TA Sector Research

Farm Fresh Berhad - A Mild Slump, Anticipate Better 2Q

sectoranalyst
Publish date: Fri, 01 Sep 2023, 09:45 AM

Review

  • After stripping off the one-off gain from derivative instruments and other extraordinary items, Farm Fresh Bhd’s (FFB) 1QFY24 core earnings of RM3.3mn (-82.7% YoY) accounting for only 4% of ours and consensus’ full-year forecasts. We deemed it within our expectations as we anticipated a turnaround from 2QFY24 onwards.
  • No dividend was declared for the quarter under review.
  • YoY, 1QFY24’s revenue leapt by 28.8% as driven by higher contribution from Australia and growing demand from HORECA (Hotel, Restaurant, and Cafe) distribution channels coupled with new launched products’ contributions in Malaysia. Despite the revenue growth, the group adj. EBIT was down by 69.5%, largely underpinned by: (i) lower Australian production to diminish the high-cost inventories in anticipation of easing dairy costs from July 2023 onwards, (ii) persistent high input costs from prior procurement in Malaysia, and (iii) higher marketing cost.
  • QoQ, the first quarter’s revenue rose 14.9%, thanks to the same abovementioned reason. Nonetheless, the group adj. EBIT declined 42.9%, owing to higher distribution cost and admin expenses stemming from the increased headcount post-acquisition of Inside Scoop and office expenses as well as the depreciation cost.

Briefing Highlights

  • FFB has implemented strategic measures to reduce high-cost inventory by July 2023, expecting improved cost efficiency in the following financial quarter. Malaysia's operational GP margin stabilized at c.20% in 1QFY24 compared to 4QFY24, with further enhancements anticipated due to decreasing whole milk powder (WMP) and ex-farmgate milk prices. Over the past three quarters, WMP costs, comprising 45% of raw milk ingredient expenses, averaged c.USD3,800/MT with a 4-5 month delivery timeframe. Recent declines in WMP costs to around USD3,000/MT as of end-April are projected to positively impact operations starting in August according to our forecast.
  • As for Australian facility, the company reported a significant reduction in utilization rates in May and June, which led to increased costs per litre due to the aforementioned measures. However, operations have since improved and almost returned to normal levels in July and August. Consequently, we anticipate that earnings from the Australian facility will normalize in the next quarter, benefiting from lower Australian exfarmgate milk prices and reduced feed costs.
  • FFB's ongoing regional expansion in the Philippines is set to continue with plans for a commercial trial scheduled by end-September 2023 before the submission of product registration.
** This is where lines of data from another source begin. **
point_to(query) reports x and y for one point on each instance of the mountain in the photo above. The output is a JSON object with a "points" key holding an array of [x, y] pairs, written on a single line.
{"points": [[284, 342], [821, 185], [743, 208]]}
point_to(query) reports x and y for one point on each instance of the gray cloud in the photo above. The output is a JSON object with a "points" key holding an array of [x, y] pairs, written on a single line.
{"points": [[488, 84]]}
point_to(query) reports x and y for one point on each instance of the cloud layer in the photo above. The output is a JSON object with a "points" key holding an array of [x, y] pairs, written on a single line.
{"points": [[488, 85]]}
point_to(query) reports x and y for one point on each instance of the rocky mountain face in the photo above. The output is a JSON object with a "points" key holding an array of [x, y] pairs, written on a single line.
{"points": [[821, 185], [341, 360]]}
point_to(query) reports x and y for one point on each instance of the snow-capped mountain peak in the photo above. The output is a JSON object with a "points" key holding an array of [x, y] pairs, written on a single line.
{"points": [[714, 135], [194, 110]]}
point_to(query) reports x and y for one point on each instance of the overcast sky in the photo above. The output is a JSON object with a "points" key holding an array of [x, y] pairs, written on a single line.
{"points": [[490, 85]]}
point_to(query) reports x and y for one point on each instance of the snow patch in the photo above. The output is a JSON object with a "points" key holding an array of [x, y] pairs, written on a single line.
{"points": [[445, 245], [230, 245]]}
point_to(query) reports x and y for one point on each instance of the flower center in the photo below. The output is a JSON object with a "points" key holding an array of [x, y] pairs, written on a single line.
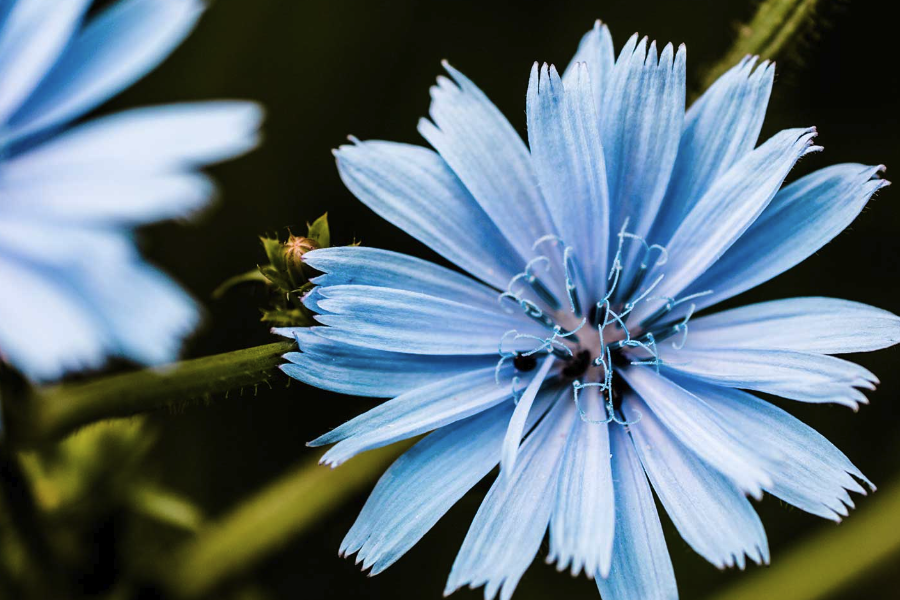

All in, this operation is poised to kickstart in the 4QFY24, focusing primarily on the Metro Manila area with a targeted customer base in the HORECA and retail sectors.
  • There will be no price adjustment for FFB’s product in FY24.

Impact

  • We trim down our FY24-26F earnings outlook by 16.2%/8.2%/4.6% respectively, to reflect higher administrative expenses post-acquisition of Inside Scoop.

Outlook

  • Going forward, we expect robust demand for dairy products due to the domestic economic recovery, evidenced by strong revenue growth in 1QFY24. The new UHT packaging line with faster processing will help capture the growing market demand which supported by ongoing marketing efforts and the peer influence stemming from the school milk program (PSS).
  • On the flipside, the margin recovery is expected to commence from 2QFY24 onwards, backed by the following: (i) lower Australian exfarmgate price, (ii) decline in WMP costs, and (iii) easing in feed expenses.

Valuation

  • We maintain Buy with a lower target price to RM1.53/share (previously RM1.70/share) based on 28x CY24 EPS.